From my third grade teacher I was starting to develop an interest in art. And then in fourth grade we visited the library and I started to learn about technique. I used to watch John Gnagy’s program, Learn to Draw. By the time I got to LACMA on a fifth grade field trip, it really meant something. I was able to see things by people whose work I had seen in books.
Paolo Caliari Veronese, "Allegory of Navigation with an Astrolabe: Ptolemy" (left) and "Allegory of Navigation with a Cross-Staff: Averroës," 1557, gifts of The Ahmanson Foundation
There are two paintings in the museum by Veronese. Two big paintings of saints. Those two pictures struck me as the most magnificent things I had ever seen. I grew up looking at a lot of comic books. The figures in those were like super heroes! It was the color, the tone, the drawing. The size. They were extraordinary. They were beyond.

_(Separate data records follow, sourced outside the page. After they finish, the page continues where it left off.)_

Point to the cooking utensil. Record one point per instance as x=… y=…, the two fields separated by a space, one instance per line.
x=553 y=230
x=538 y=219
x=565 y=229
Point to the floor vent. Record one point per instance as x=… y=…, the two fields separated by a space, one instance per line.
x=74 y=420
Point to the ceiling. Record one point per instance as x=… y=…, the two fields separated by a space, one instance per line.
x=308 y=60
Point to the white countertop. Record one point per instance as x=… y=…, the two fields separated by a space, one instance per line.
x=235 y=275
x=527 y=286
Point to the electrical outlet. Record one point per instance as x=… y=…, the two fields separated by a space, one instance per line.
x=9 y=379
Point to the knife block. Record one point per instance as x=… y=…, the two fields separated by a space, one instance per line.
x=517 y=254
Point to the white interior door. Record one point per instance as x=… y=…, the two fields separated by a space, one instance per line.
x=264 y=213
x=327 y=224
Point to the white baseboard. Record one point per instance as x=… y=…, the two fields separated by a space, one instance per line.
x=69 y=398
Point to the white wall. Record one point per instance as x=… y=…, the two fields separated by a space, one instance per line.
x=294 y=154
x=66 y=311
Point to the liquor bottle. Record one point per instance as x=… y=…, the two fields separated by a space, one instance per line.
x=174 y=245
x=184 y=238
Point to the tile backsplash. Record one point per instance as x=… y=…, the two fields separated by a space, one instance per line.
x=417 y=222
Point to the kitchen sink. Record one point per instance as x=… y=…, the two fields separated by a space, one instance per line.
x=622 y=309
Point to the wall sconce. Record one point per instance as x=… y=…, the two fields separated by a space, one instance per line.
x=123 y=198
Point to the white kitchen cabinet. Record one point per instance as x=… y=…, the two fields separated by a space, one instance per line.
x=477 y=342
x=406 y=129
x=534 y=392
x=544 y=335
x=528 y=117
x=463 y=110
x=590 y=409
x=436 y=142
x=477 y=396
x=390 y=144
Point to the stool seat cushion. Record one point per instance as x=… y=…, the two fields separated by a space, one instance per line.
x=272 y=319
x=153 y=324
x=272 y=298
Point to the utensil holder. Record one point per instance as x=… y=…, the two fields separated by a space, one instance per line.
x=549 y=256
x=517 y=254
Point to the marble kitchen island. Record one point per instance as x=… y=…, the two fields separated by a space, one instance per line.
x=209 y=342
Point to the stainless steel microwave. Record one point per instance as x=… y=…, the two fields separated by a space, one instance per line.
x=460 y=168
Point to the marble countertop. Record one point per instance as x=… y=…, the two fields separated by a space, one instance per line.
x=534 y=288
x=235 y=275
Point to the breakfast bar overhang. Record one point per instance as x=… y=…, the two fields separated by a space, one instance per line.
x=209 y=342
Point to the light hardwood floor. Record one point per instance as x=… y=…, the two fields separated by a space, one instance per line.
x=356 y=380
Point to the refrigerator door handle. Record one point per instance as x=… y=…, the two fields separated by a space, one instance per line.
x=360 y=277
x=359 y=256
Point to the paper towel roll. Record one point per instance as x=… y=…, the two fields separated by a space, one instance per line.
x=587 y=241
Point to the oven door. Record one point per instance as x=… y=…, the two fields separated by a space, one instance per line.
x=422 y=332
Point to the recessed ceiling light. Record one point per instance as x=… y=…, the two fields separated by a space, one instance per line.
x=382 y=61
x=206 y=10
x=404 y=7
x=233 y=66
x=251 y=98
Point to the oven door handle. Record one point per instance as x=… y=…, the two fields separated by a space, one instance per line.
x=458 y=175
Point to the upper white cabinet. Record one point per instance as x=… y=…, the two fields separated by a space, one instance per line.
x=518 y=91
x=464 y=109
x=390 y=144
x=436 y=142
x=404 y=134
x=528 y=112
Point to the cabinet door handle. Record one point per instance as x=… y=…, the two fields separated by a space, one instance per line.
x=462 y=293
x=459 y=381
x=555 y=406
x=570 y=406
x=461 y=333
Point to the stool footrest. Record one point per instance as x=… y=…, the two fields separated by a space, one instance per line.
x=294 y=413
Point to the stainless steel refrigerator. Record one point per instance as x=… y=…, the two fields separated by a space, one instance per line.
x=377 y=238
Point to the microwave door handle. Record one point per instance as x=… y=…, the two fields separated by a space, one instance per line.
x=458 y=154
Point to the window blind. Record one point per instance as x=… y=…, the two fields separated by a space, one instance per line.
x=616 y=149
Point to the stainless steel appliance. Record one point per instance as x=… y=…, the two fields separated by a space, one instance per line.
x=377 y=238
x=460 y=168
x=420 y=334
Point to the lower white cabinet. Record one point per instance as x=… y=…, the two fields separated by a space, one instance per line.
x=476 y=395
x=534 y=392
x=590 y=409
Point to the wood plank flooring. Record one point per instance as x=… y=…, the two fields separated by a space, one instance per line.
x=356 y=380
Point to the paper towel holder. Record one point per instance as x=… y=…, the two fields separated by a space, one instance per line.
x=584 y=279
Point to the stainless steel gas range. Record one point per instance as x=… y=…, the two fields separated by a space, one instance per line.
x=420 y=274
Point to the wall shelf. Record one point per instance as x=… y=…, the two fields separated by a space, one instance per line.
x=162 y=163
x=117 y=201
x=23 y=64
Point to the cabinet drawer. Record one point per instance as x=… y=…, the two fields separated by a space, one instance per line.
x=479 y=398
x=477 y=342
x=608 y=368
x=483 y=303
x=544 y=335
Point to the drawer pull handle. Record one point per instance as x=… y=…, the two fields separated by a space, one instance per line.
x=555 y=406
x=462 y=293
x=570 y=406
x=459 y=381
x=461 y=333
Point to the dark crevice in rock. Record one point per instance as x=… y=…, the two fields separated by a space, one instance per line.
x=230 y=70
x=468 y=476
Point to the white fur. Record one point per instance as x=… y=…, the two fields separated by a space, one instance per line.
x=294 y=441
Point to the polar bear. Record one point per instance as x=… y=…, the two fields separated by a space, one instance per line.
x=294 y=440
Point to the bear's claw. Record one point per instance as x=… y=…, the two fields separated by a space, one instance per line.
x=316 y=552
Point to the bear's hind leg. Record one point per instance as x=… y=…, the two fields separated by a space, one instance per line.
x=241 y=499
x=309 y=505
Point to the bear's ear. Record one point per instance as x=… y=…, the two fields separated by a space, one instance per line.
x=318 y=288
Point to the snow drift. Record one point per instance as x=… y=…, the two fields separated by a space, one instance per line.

I also saw one of the most powerful things I had ever encountered. In the African Art section, there was a Senufo figure—burlap with feathers in the top and sticks for the arms.
Africa, Côte d’Ivoire, Senufo peoples, "Fetish Figure," 20th century, gift of Mr. and Mrs. Herbert Baker
I had never seen anything like it. It was so mesmerizing. It had such a power. I didn’t know anything about it, but there was something about it that was haunting.
I would go back to the museum to see that and the Veronese paintings all the time. Those two things had the most profound impact on me.